10. Data Sharing and Disclosure
| Recipient | Purpose | Legal Basis |
|---|---|---|
| Infrastructure and technology providers | Hosting, app operations, security | Contract / Legitimate interest |
| RevenueCat | Subscription management | Contract |
| Apple / Google | Payment processing | Contract |
| Customer support providers | Handling your requests | Contract |
| Financial and legal advisors | Accounting, auditing, legal | Legal obligation / Legitimate interest |
| Courts, regulators, enforcement agencies | Lawful requests | Legal obligation |
| Potential acquirers (under strict confidentiality) | Due diligence | Legitimate interest |
| Marketing partners | With your explicit prior consent only | Consent |
We never share tinnitus profile data, hearing self-check results, or symptom diary entries with advertising or analytics partners.
11. International Data Transfers
ICI Tech Teknoloji A.Ş. is based in Turkey. Some service providers operate internationally.
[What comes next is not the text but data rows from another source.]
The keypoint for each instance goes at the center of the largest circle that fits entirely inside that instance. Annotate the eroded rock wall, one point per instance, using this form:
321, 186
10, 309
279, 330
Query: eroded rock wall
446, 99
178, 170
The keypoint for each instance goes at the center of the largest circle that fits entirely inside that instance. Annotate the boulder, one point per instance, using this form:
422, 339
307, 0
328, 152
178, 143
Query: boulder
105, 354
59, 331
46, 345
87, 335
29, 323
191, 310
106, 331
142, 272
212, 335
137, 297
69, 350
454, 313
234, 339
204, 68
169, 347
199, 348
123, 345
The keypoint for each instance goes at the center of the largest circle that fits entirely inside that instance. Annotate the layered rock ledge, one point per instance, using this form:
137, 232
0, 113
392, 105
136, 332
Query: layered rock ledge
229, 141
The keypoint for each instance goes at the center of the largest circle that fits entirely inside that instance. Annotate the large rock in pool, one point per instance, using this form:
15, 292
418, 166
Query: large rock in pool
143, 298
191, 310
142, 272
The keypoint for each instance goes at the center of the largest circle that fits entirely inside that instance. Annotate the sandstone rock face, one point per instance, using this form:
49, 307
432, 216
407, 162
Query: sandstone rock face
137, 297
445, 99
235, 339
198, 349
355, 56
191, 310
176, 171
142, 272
For all international transfers, we apply appropriate safeguards as required by KVKK Article 9, including standard contractual clauses.
12. Data Retention
| Data Category | Retention Period |
|---|---|
| Account data | Duration of account + 3 years after deletion |
| Tinnitus profile, hearing, and symptom data | Duration of account + 1 year after deletion |
| Subscription and transaction records | 10 years (Turkish commercial law) |
| Support communications | 3 years from last contact |
| Crash and error logs | 12 months |
| Security and access logs | 12 months |
| Marketing consent records | 3 years from consent or last engagement |
| Microphone / ambient noise data | Not stored — real-time processing only |
Account deletion: We will delete or irreversibly anonymize your data within 30 days of account deletion, except where a longer period is required by law.
13. Security
- TLS 1.2+ encryption for all data in transit
- Encryption at rest for server-stored data
- Health-related data (tinnitus profile, symptom diary, hearing results) is treated with elevated access controls
- Microphone data is never stored or transmitted
- Optional biometric or passcode lock within the app
- Regular security assessments and penetration testing
- Data breach response plan in place; breach notifications per KVKK requirements
14. Push Notifications
| Type | Examples | Requires Opt-In |
|---|---|---|
| Transactional | Subscription confirmation, password reset | No |
| Therapy reminders | Daily session reminder, streak nudge | Yes |
| Milestone alerts | "7-day streak achieved" | Yes |
| Marketing | New features, special offers | Yes — separate opt-in |
Manage in Settings → Notifications within the app or through your device settings.
15. Children's Privacy
hearOS is intended for users aged 18 and older. We do not knowingly collect data from minors. If you believe a child has submitted data, contact us at app@icitech.com.tr and we will delete it promptly.
16. Your Privacy Rights
| Right | How to Exercise |
|---|---|
| Access your data | app@icitech.com.tr — "Data Access Request" |
| Correct inaccurate data | Update in-app or contact us |
| Delete your account and data | Settings → Account → Delete Account |
| Export your data | Settings → Privacy → Export My Data *(where available)* |
| Withdraw consent (health data) | Settings → Privacy → Manage Consents |
| Withdraw marketing consent | Settings → Privacy → Marketing Preferences |
| Object to legitimate interest processing | app@icitech.com.tr |
We respond to all privacy requests within 30 days, free of charge.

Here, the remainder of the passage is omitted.